Tahar Ben Jelloun. . DR

ChroniqueQue faire aujourd’hui alors que les médias algériens ne cessent d’agresser le Maroc avec vulgarité et haine? Ne pas répondre? Certes, c’est la sagesse. Mais il faut répondre en rappelant des faits de l’histoire; il ne faut pas user d’un langage ordurier et insultant. Il faut juste les instruire.

Le 07/12/2015 à 12h45

Il arrive quand on appartient à la même famille qu’un frère ou un oncle se croit tout permis et s’empare de ce qui lui plaît sans se demander s’il avait le droit de prendre ce qui ne lui appartient pas.

La preuve qu’Algériens et Marocains sont de la même famille, les autorités de nos voisins, frères et cousins, viennent de décider de «s’approprier officiellement la Grande Mosquée de Paris» qui se trouve dans le cinquième arrondissement. Entre- temps le recteur de la Grande Mosquée de Paris, le Franco-algérien Dalil Boubakeur, a publié un démenti qui tempère les déclarations du ministre algérien des Affaires religieuses qui a affirmé que l'Algérie a entamé officiellement les procédures d'appropriation de cet édifice.

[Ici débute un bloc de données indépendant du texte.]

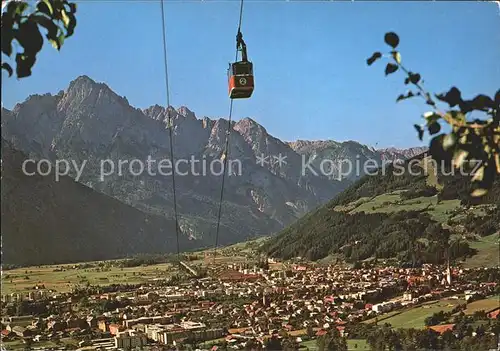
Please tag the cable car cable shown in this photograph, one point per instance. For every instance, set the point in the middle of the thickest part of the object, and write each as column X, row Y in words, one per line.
column 170, row 125
column 226, row 151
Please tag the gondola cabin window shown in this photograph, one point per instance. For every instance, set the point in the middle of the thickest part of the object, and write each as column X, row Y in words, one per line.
column 241, row 82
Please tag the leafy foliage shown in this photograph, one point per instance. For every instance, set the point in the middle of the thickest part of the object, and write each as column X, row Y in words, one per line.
column 22, row 24
column 476, row 141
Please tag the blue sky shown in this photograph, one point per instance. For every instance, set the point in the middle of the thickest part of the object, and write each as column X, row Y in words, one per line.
column 311, row 77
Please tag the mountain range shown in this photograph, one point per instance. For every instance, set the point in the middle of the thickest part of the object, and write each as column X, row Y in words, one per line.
column 273, row 182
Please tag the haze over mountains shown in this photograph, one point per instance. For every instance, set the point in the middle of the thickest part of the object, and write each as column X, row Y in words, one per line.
column 88, row 122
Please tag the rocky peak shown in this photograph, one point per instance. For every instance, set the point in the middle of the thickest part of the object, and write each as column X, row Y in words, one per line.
column 186, row 112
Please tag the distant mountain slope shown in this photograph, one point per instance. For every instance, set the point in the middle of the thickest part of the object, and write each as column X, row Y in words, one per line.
column 405, row 217
column 44, row 221
column 90, row 122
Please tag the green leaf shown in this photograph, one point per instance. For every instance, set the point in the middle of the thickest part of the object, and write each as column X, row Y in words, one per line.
column 478, row 175
column 71, row 26
column 391, row 39
column 65, row 18
column 45, row 6
column 453, row 97
column 373, row 58
column 396, row 56
column 7, row 67
column 7, row 36
column 390, row 68
column 51, row 27
column 459, row 158
column 419, row 130
column 414, row 77
column 449, row 141
column 29, row 37
column 434, row 128
column 479, row 192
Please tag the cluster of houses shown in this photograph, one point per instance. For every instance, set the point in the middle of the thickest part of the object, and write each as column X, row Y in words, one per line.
column 237, row 303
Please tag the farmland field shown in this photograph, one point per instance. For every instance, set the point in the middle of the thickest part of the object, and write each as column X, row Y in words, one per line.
column 63, row 277
column 352, row 344
column 486, row 305
column 415, row 317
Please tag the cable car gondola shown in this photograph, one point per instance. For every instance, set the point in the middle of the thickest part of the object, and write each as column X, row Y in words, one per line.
column 240, row 73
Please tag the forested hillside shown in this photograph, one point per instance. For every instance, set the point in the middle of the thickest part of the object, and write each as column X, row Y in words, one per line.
column 411, row 218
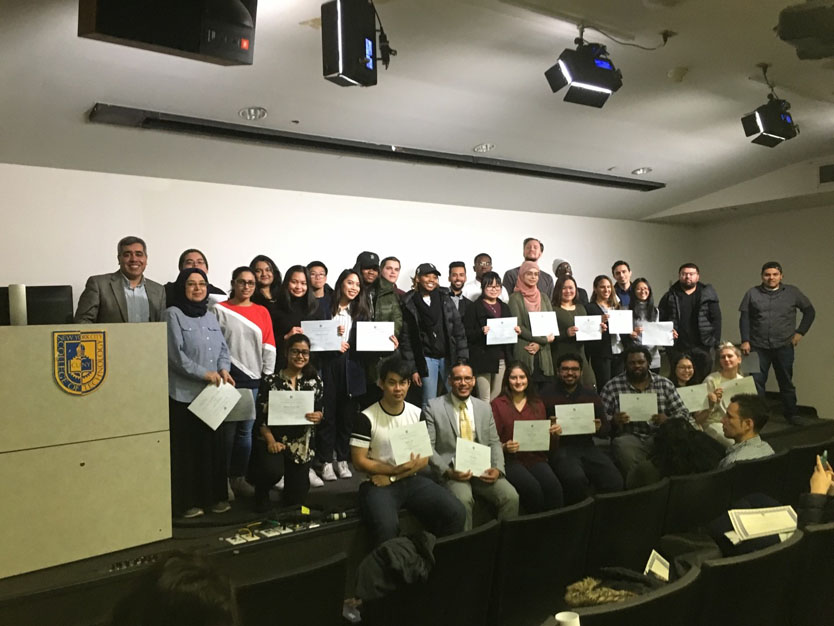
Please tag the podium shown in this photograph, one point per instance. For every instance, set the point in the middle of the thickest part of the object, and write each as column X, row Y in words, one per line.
column 82, row 474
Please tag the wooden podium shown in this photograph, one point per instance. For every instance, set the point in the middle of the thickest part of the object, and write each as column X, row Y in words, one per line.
column 82, row 475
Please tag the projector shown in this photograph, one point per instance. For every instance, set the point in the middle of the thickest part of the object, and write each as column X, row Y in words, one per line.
column 348, row 42
column 809, row 28
column 215, row 31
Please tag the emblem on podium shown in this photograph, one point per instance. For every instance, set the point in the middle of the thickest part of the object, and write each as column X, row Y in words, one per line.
column 79, row 360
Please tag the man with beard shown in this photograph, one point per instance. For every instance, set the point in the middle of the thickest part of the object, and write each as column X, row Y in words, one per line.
column 632, row 439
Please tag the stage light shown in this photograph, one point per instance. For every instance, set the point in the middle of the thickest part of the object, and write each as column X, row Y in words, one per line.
column 587, row 72
column 771, row 123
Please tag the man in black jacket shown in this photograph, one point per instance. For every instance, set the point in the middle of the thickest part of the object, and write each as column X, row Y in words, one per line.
column 693, row 308
column 433, row 335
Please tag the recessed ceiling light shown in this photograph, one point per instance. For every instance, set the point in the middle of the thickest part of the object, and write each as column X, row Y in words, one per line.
column 252, row 114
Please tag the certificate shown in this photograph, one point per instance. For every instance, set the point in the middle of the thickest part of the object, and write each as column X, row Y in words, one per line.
column 410, row 439
column 589, row 327
column 323, row 334
column 543, row 323
column 752, row 523
column 472, row 457
column 215, row 403
column 640, row 407
column 620, row 322
column 288, row 408
column 733, row 387
column 532, row 435
column 501, row 330
column 658, row 334
column 694, row 397
column 374, row 336
column 576, row 419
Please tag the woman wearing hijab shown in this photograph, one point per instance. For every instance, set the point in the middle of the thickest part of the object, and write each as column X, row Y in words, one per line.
column 197, row 354
column 534, row 352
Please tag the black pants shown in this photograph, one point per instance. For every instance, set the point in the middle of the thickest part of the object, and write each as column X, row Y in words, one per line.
column 198, row 461
column 268, row 469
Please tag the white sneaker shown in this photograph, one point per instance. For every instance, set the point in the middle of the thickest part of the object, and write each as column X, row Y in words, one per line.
column 327, row 472
column 315, row 481
column 342, row 470
column 241, row 487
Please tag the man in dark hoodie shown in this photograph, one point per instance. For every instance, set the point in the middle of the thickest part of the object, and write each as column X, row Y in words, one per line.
column 693, row 308
column 433, row 335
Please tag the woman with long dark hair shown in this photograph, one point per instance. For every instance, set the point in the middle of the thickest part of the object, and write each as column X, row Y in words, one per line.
column 344, row 378
column 247, row 328
column 529, row 472
column 286, row 452
column 488, row 361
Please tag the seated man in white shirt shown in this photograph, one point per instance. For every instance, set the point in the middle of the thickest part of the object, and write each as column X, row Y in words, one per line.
column 746, row 415
column 392, row 486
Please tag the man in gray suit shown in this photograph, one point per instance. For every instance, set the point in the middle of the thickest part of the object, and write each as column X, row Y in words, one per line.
column 458, row 414
column 123, row 296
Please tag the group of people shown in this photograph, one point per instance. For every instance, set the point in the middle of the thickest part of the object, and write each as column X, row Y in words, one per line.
column 441, row 369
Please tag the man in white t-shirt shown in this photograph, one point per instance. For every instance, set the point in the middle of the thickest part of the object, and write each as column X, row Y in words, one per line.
column 393, row 487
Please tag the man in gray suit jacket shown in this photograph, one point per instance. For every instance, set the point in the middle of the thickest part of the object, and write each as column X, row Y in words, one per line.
column 123, row 296
column 458, row 414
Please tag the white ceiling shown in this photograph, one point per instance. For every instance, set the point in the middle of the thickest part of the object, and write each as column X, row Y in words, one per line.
column 468, row 71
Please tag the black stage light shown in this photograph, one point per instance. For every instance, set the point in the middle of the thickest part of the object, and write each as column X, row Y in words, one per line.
column 588, row 73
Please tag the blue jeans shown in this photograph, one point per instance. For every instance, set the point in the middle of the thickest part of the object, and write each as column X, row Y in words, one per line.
column 436, row 508
column 437, row 373
column 782, row 361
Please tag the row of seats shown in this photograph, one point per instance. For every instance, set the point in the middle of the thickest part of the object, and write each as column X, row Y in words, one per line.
column 516, row 572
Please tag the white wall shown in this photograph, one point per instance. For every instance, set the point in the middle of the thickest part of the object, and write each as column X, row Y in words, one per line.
column 61, row 226
column 731, row 256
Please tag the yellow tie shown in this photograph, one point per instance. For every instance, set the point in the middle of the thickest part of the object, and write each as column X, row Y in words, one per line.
column 465, row 427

Rappelons les faits! Sous l’impulsion du maréchal Lyautey, cette mosquée a été construite par le Maroc et fut inaugurée le 16 juillet 1926 par le Sultan Moulay Youssef en présence du maréchal. Depuis, la France et le Maroc l’ont financée et entretenue. Le militant algérien Messali Hadj a, à l’époque, critiqué l’existence de ce lieu de culte l’appelant «Mosquée réclame».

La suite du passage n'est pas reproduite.